55 years in the Mangemangeroa as recounted by Jim Duckworth

jim enviro1

Growing up in a rural area offered Jim and his brother the opportunity to explore the Mangemangeroa estuary, fish in it, build rafts and observe country life.

Jim remembers the dump (on the South side of the present bridge across the valley) as a source of some wonderful “treasures”. One of the best boyhood finds, was the float from a float plane to which, with lots of enthusiasm and effort, a keel was attached. This now proved an absolute gem of a boat which took them down to the Shelley Park sandpit on the out going tide, and up again on the incoming!

One aspect of the dump was the abundant supply of used car tyres which found their way into the estuary; Jim recalls how these made excellent homes for eels. One eel curled up in each tyre!

As a boy, catching sprats was a favourite pastime. These moved in heavy shoals up the estuary beyond the bridge. With the aid of an old wire mattress he and his mates set about catching sprats. Unfortunately the mattress proved an excellent sprat trap and their plan turned to disaster when they realized that they had far more sprats than they could carry. They had to set about  throwing sprats back!

Life for some people was not easy. The 13 baches along the foreshore below Pokutukawa Ave receive very little sun during the winter months. Jim recalled how his friend’s Mum rowed across the creek to Fowells point to peg her washing on the fence and rowed back to collect it once dry!!

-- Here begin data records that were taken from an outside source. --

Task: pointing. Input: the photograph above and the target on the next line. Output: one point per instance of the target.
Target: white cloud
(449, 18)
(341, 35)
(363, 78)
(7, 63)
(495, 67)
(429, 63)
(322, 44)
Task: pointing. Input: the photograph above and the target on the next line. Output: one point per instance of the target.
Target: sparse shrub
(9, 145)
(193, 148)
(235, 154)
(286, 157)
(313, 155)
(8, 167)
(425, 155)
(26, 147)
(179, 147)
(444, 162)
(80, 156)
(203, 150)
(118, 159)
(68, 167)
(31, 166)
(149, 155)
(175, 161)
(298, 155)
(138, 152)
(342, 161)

Life was not all playing in the creek; Jim’s Mum had a love of the bush and planted a variety of both native and introduced species on their life style block. The pohutukawas were planted by her in the 1950’s, as well as some of the oaks seen today. This love of trees was encouraged in young Jim and as a boy of 14 he planted a nikau on the property. In later years when building the tennis court Jim’s nikau was on the edge. Rather than remove the nikau the retaining wall required a “bend” in it to ensure that the roots of the nikau were not harmed.